The purpose of Knight Soul of the Community is to provide communities a roadmap for understanding what attaches residents to their community and why it matters – not to be prescriptive on what communities should do with the information. However, the findings do point to some general implications and suggestions, some of which the community may be already undertaking, or provide new opportunities for consideration.
Like the other 25 communities studied in Soul of the Community, Tallahassee’s key attachment drivers are social offerings, aesthetics and openness. However, it is not as simple as identifying best practices in each of these areas and replicating them everywhere. Instead, as the name implies, Soul of the Community encourages a conversation about a community’s soul or essential essence as a place around these key drivers. Some possible questions to ask are: What is it about our aesthetics/social offerings/welcomeness that is unique to our community? Where do we excel or struggle in those areas? Using that information to optimize those drivers to encourage resident attachment—and potentially local economic growth – is what Soul of the Community seeks to accomplish.
Attachment to Tallahassee is the highest it has been during all three years of the study. This finding alone helps to demonstrate that attachment to place is about more than jobs and the economy. The things that most attach residents to the area – social offerings, openness and aesthetics – have remained the same during all three years of the study, but some of these key drivers are rated significantly higher by residents in 2010, partially explaining the associated jump in attachment.
Tallahassee has many strengths to leverage. A consistent and growing strength of the Tallahassee area in the eyes of its residents is aesthetics, which was rated significantly higher in 2010. Also encouraging is that social offerings are rated higher by residents in 2010, making it a borderline strength for the area.

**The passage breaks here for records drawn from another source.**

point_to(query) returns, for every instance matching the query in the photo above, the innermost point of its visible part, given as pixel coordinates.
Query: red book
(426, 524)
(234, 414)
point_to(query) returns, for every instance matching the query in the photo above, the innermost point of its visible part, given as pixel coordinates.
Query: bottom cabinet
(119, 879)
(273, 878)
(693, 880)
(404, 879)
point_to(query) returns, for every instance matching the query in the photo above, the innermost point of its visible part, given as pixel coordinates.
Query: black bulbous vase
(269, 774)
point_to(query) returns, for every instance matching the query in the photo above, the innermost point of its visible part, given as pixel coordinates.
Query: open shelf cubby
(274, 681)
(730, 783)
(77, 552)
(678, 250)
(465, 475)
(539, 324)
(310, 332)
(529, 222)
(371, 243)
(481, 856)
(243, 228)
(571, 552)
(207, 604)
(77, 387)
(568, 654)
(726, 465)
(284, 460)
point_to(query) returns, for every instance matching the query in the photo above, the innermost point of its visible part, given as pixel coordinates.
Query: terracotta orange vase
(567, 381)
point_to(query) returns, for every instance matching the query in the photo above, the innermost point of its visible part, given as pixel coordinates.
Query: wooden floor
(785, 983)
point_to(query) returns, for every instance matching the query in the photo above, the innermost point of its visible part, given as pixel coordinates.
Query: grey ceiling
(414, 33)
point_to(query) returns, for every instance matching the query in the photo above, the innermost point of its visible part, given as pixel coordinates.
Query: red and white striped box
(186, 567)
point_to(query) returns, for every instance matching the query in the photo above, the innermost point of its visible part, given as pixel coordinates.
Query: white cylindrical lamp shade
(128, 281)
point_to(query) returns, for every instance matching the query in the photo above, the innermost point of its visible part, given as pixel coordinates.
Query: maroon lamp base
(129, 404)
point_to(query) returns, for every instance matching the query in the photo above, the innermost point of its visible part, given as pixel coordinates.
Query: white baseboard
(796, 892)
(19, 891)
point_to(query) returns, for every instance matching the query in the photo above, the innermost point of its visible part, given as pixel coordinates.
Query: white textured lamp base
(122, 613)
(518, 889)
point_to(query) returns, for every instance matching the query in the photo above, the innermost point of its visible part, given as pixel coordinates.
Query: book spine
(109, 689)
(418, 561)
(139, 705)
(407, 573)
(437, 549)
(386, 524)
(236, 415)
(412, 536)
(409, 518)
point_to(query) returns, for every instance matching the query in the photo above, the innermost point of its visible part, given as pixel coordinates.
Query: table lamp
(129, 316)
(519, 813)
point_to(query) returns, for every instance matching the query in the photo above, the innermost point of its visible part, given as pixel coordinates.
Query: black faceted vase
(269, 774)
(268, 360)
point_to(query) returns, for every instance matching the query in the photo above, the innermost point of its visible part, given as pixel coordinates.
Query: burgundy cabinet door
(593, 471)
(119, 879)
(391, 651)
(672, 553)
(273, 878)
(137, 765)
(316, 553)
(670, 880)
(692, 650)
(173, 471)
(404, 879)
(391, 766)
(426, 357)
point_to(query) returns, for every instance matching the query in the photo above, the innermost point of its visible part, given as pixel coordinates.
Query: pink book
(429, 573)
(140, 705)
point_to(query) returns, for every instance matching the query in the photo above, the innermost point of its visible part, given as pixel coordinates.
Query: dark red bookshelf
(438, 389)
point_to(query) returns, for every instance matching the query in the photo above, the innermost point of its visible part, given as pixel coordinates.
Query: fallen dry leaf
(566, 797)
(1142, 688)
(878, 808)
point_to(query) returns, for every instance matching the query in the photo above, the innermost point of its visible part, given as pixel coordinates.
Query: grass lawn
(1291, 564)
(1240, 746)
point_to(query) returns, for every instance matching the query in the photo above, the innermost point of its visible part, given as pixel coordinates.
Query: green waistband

Even ratings of openness, which is still a challenge area for the community, are increasing. Both social offerings and openness are rated highest by 18-34-year-olds and blacks, indicating that something is going right with some groups in this area. However, there is a fairly big difference in perceived openness to the groups perceived as most welcome – families with young children and seniors – and other groups in the community, with young talent still perceived as the least welcome group. Leadership should try to better understand why perceptions of openness and social offerings for young residents and blacks are different from other resident groups and work to extend that momentum.
Although 18-34-year-olds are still the least attached group, their attachment is increasing in part because they are now rating key drivers for attachment higher. This is a very positive sign and rewards the community’s efforts to prevent brain drain. As the community starts to see results, these efforts should continue. Concentrate efforts on making the community feel welcoming to young talent in particular. Continue to provide events as well as businesses and services that are specifically designed for different resident groups. For example, have the young professionals lead a series of community events in popular parks or volunteer their professional expertise to other groups in the community (tax help for young families, English as second language service for new residents, showcasing local bands, etc.). This may not only improve perceptions of openness to all, but it will engage young residents in the community in a meaningful way. Continue to provide off-campus social opportunities in the heart of the community that present the best the community has to offer so no graduate ever says again, “I’m not staying after graduation because I never got to know the community.”